Monday, Sep. 12, 1960
David in Gomorrah
Manhattan's own David Susskind, successful producer of safe-at-home TV classics and voluble critic of TV's lack of daring, has been, to use his favorite verb, denigrating Hollywood for years. "Hollywood has an advanced case of intellectual leprosy." he says. "It is sterile and bland. a place of languor and procrastination, of overwhelming provincialism." Hollywood's responses are equally engaging. "Susskind." says Oscar Levant, "is salami dipped in chicken fat." Yet there was Susskind. out in the Hollywood provinces last week, and not just to carry the battle to the enemy's home ground. He was there to show the languorous natives how to make motion pictures--and money. Among the Barbarians. Producing the screen version of A Raisin in the Sun for Columbia Pictures. Susskind makes it clear to all Hollywood that he is an East Coast messiah. Tossing off remarks about filmland's Gomorrah atmosphere, its chronic fearfulness. its tendency "to run with the tide." he sits in self-imposed isolation at one end of the long table in Columbia's executive dining room and baits the mighty. At a recent lunch, he noted in a loud, salad-wilting voice that Eddie Fisher would be producing Elizabeth Taylor's next picture for Columbia. Studio Boss Sam Briskin. according to Susskind. spoke up from 20 feet away to defend the arrangement and asked what Susskind thought of it. "It's maniacal." said Susskind smoothly. "The next picture Elizabeth Taylor makes for you after this she will insist that her mother-in-law play the part of the other woman. After a while you won't be running a major studio. You'll just be renting property.''
Susskind has flirted with Hollywood in the past, but he had insufficient power to make his presence felt. After fruitless chats with M-G-eminence Benny Thau, he came away saying: "The only thing we have in common is breathing." His current mission, as he sees it. is to light Hollywood's way out of its cultural cave. After A Raisin in the Sun, he has contracted to do three more films for Columbia, is considering doing the life of Evita Peron, F. Scott Fitzgerald's The Rich Boy and Brendan Behan's The Quare Fellow.
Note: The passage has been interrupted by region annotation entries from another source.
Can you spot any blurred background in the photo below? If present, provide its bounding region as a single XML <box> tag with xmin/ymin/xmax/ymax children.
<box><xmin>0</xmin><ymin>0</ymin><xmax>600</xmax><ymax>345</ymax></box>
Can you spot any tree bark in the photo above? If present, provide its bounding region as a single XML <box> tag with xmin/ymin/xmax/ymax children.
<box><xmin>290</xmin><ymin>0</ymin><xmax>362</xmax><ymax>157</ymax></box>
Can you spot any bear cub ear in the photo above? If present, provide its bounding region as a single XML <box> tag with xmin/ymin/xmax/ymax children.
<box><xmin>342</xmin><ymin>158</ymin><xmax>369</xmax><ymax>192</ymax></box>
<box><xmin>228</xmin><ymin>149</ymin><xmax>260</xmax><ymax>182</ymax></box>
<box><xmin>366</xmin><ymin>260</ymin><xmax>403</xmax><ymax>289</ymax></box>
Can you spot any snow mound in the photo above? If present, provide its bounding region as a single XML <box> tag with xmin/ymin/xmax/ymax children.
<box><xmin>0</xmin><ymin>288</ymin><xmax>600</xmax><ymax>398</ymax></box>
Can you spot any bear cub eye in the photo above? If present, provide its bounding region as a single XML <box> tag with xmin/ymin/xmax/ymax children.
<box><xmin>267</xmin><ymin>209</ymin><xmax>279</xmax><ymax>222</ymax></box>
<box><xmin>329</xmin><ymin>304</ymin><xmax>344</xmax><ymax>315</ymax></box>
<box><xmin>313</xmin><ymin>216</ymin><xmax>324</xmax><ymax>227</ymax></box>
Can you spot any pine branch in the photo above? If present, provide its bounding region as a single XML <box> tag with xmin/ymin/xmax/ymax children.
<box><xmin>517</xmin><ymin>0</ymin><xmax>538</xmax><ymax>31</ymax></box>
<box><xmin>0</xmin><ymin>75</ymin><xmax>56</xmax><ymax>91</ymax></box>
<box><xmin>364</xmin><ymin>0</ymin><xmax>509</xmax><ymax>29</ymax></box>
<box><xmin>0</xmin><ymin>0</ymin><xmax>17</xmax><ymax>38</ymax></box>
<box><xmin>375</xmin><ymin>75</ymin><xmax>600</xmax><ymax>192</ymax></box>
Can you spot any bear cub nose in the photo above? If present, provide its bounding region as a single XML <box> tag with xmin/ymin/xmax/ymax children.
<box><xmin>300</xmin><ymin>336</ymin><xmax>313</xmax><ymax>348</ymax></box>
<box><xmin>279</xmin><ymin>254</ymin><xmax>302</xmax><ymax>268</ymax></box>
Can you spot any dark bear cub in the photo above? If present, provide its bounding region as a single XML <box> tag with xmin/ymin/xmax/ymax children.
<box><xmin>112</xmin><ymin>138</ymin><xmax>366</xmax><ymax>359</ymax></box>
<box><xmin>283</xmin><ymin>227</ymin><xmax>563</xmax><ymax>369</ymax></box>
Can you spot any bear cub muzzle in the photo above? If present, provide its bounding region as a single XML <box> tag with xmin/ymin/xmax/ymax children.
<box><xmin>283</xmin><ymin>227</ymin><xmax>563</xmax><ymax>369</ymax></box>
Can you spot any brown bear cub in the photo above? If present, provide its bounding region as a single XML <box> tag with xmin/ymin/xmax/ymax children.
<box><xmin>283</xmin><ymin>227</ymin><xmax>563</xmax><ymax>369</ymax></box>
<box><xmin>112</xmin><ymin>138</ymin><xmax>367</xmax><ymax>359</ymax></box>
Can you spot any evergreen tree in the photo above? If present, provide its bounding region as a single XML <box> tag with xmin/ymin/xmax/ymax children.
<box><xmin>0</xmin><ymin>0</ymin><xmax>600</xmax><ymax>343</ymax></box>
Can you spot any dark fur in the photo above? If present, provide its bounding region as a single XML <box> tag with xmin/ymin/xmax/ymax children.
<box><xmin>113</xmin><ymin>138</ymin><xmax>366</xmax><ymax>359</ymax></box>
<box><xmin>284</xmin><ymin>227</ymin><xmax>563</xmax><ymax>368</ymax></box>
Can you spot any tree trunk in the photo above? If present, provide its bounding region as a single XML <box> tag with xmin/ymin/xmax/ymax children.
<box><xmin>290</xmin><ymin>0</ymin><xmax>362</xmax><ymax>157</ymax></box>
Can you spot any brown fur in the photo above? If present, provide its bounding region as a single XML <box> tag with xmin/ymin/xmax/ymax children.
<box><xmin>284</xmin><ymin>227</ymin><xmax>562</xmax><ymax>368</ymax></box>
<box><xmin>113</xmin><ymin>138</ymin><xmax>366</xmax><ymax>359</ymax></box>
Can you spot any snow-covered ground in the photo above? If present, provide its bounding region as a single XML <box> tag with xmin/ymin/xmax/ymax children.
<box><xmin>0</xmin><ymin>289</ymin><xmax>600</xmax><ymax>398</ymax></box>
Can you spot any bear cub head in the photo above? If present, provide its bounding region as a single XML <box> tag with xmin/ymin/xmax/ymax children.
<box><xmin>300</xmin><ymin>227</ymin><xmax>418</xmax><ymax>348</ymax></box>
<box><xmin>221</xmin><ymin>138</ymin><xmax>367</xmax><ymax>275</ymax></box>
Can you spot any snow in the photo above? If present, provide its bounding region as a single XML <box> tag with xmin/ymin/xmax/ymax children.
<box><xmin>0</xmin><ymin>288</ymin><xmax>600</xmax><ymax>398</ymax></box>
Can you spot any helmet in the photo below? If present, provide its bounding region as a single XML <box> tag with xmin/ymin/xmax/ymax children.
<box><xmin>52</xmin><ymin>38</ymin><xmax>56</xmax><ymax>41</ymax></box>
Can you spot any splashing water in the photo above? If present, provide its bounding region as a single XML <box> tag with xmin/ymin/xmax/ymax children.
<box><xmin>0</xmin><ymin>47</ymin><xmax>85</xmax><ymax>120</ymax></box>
He also has ambitious ideas of taking over a major studio some day, or. failing that, starting one. "If you are a man of passions." he said passionately last week, "out here they label you a kook. a Commie, or an angle player." With head characteristically lowered, fists clenched, he went on: "I am a leader. I think. I can. I act. I want to lead with what I believe to be the truth. It makes me feel good inside. If I am an angle player, that is my angle." The fists unclenched and the lowered eyes raised slowly, effectively.
Angles & Bells. Hollywood, for its part, isn't going for the angle. Groucho Marx, not even bothering to make his bark witty, summed up one school of local opinion by calling Susskind "this phony New York intellectual." In a Daily Variety column. Humorist Max Shulman wrote of "Mr. Susskind, the noted television trailblazer. who gave us a video adaptation of The Bells of St. Mary's." Susskind sniffed: "People mention these things to me. but I absolutely refuse to read the local papers and the trade papers. I only read the New York papers."
No one can denigrate Susskind's success. Culturally, he may be a would-be explorer who has so far been little more than an exploiter, but financially at least he is the producer phenomenon of modern show business. He will produce $30 million worth of TV shows this year (up $12 million from last year). Partly because he is a perfectionist and partly because his better writers are buried like in Westminster Abbey, his shows will usually be good ones. Meanwhile, his East Coast flacks are putting out the word that "Hollywood has fallen at David Susskind's feet."
There is a grain of truth in it. Hollywood is bending over--hoping to pull the rug out from under him.